Rescue teams have pulled a man in his 20s out of the rubble of a flattened building in the Haitian capital Port-au-Prince, eleven days after a 7.0 earthquake devastated the Caribbean republic.
Wismond Jean-Pierre was rescued late on Saturday night after spending a week and a half under a collapsed hotel, just hours after the Haitian government declared search and rescue operations over.
Jean-Pierre's survival was dubbed as "more than a miracle" by the French and Greek search and rescue teams who found him. Carmen Michalska, a rescuer with the Greek team, said: "He just said 'thank you' when we pulled him out."
Speaking from his hospital bed, Jean-Pierre agreed he felt he had received "revelation I would survive".
Coke and biscuits
Taking shelter under his desk as the rubble began to fall, he survived lying on his back and drinking cola and biscuits. "I would eat anything I found, after the quake I didn't know when it was day and when it was night."
Jean Elie, Jean-Pierre's brother, heard tapping from the ruins of the Hotel Napoli Inn where he had been searching daily for him, after dreaming that he was alive.
"Today is the first time we communicated with him," Jean Elie said. "He asked for us to save him. God has been keeping him alive."
Hospital workers said Jean-Pierre, who had been working as a cashier in the hotel's grocery store, was fine but thirsty.
Jean Elie added he was disappointed at the government's decision to disband rescue operations, as more people were likely to be trapped alive.
Death toll
On Friday, an Israeli rescue team freed a 22-year-old man from the rubble, who even managed to limp away despite suffering from dehydration. An 84-year old woman was the second survivor pulled out alive that day.
"She was barely responding [when rescued], she had wounds all over her body, and maggots," Vladimir Larouche, a Haitian-American doctor from New York who treated her, said. "I treated her and made her stable. The [US] army evacuated her to a boat."

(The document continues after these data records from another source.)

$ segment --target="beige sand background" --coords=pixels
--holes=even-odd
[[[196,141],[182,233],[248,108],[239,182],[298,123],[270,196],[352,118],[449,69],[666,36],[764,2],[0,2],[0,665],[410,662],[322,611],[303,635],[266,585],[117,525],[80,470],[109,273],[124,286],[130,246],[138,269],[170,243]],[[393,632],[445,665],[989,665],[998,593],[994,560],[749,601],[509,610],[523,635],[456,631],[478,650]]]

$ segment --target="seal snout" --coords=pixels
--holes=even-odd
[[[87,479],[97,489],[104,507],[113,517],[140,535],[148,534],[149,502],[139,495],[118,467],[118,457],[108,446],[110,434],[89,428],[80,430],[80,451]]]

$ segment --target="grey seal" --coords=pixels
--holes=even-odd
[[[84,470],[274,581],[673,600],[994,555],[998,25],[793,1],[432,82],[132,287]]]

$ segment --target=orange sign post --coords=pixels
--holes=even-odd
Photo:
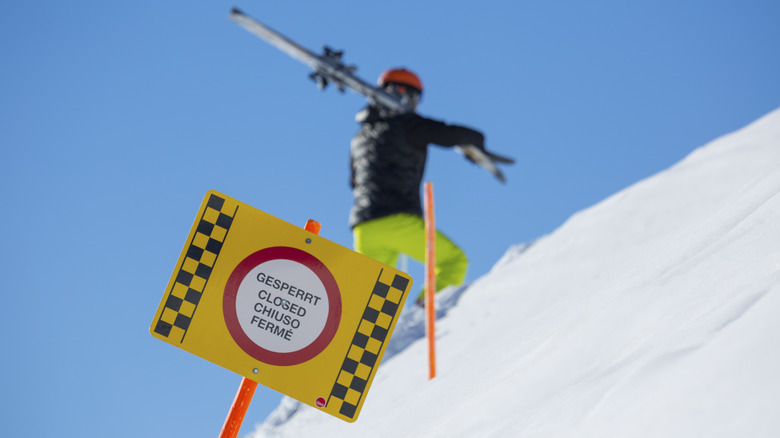
[[[436,222],[433,183],[425,183],[425,334],[428,337],[428,379],[436,377]]]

Nevertheless, Elisabeth Byrs, a spokeswoman for the UN office for the co-ordination of humanitarian affairs, said: "Hope is vanishing now, though we could still have miracles."
Last week, Haitian officials confirmed that the death toll from the January 12 earthquake stands at over 110,000, with 193,000 more people wounded and another 609,000 forced into temporary shelters.
Following the toll revision, the US Geographical Survey said on Saturday that the quake was possibly the most destructive on record in the region.
"It's probably accurate [to say] that this is the most deadly quake to occur in this part of the world," Dale Grant, a geophysicist at the Geographic Survey told the AFP news agency.
I don't think we've seen anything like it in this area."